De acordo com CARVALHO, 1998, p.228, Cassiano Ricardo, descreve a situação que se apresentava a nossa diplomacia ao ser concluído o Tratado de Petrópolis, com a Bolívia: o Peru se julgava com direito ao Acre e a uma área Amazônica; seu governo havia tentado tomar parte nas negociações com a Bolívia para uma solução tríplice da questão acreana.

E ainda diz Cassiano Ricardo: o que o Barão do Rio Branco não permitiu; existia uma questão boliviano-peruana submetida ao arbitramento da Argentina e relativa ao território acreano.

O Peru se havia unido ao Brasil para fazer causa comum no caso do sindicato de Aramayo; por fim, o governo brasileiro, em virtude do artigo VIII do tratado com a Bolívia (Tratado de Petrópolis), tinha chamado a si toda responsabilidade de qualquer modificação territorial.
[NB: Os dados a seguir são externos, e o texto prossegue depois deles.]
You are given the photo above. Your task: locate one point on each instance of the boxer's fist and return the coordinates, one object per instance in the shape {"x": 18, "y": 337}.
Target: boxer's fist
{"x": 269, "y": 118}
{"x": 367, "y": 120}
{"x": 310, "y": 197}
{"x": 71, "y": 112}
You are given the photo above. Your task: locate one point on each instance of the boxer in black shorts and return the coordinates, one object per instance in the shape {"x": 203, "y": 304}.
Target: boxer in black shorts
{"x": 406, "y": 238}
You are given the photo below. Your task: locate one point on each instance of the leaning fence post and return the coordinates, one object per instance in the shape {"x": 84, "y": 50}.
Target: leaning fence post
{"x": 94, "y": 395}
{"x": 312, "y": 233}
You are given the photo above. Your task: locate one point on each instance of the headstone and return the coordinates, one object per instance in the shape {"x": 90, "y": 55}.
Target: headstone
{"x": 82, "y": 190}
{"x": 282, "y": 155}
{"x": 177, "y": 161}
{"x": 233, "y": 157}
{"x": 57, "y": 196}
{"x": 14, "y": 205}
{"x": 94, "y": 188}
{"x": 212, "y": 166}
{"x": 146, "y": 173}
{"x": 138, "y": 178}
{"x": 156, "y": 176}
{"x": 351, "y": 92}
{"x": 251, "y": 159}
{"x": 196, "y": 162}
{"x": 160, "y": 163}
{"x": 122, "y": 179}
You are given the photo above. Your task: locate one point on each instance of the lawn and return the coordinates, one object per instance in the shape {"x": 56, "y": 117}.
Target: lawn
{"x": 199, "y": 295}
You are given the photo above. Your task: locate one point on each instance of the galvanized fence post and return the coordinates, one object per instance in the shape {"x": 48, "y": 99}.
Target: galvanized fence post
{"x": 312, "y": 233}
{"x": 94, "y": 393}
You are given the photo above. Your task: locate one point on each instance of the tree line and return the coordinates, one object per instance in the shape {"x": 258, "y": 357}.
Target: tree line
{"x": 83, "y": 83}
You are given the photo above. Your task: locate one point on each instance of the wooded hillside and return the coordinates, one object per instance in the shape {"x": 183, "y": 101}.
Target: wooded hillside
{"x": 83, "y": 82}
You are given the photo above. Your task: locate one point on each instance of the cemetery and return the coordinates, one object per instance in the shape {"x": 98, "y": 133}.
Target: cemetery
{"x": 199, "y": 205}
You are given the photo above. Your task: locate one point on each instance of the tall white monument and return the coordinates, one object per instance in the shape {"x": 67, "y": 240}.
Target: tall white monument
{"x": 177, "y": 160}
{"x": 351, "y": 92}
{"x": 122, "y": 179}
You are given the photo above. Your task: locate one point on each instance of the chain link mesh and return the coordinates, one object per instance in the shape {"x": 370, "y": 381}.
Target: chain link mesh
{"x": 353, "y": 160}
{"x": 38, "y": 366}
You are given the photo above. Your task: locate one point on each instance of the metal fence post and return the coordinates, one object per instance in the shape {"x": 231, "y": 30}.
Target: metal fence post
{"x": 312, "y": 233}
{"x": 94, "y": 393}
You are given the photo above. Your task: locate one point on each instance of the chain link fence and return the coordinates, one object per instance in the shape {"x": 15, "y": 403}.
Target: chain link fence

Os peruanos sentiam-se feridos com o tratado de 1903. "Tínhamos comprado uma briga, na opinião do derrotismo", concluiu Cassiano Ricardo.

Com relação à resolução definitiva da questão do Acre com o governo peruano, se dá a partir da assinatura de um acordo em modus vivendi em julho de 1904, a partir desse momento, foram feitos trabalhos destinados a esclarecer as partes (Brasil e Peru), a respeito das realidades geográficas da região acreana.

E a 8 de setembro de 1909 era assinado no Rio de Janeiro entre o Barão do Rio Branco e Hernán Velarde, o tratado que completou a destinação das fronteiras (artigo I ); estabeleceu os princípios gerais sobre comércio e navegação na bacia amazônica (artigos II, III, IV e VIII ) se referiam à comissão mista incumbida das demarcações. Na linha limítrofe foram fixados ulteriormente 86 marcos nos 1.565 quilômetros de fronteira que existem entre o Brasil e o Peru.

Vemos que, a atuação de Rio Branco é muito relevante para a nossa configuração territorial verificada atualmente, posto que, sempre é oportuno fazer referência a sua pessoa. E tanto mais, ao seu trabalho relacionado às nossas fronteiras. Que são geográficas, mas que possuem uma repercussão histórica sobre a ocupação social do espaço. Repercussão essa, sentida e vivenciada pela geração presente.

REFERÊNCIA BIBLIOGRÁFICA

CARVALHO, D. C. de. História Diplomática do Brasil. Coleção Memória Brasileira: edição Fac-Similar. Senado Federal. São Paulo: Companhia Editora Nacional, 1998.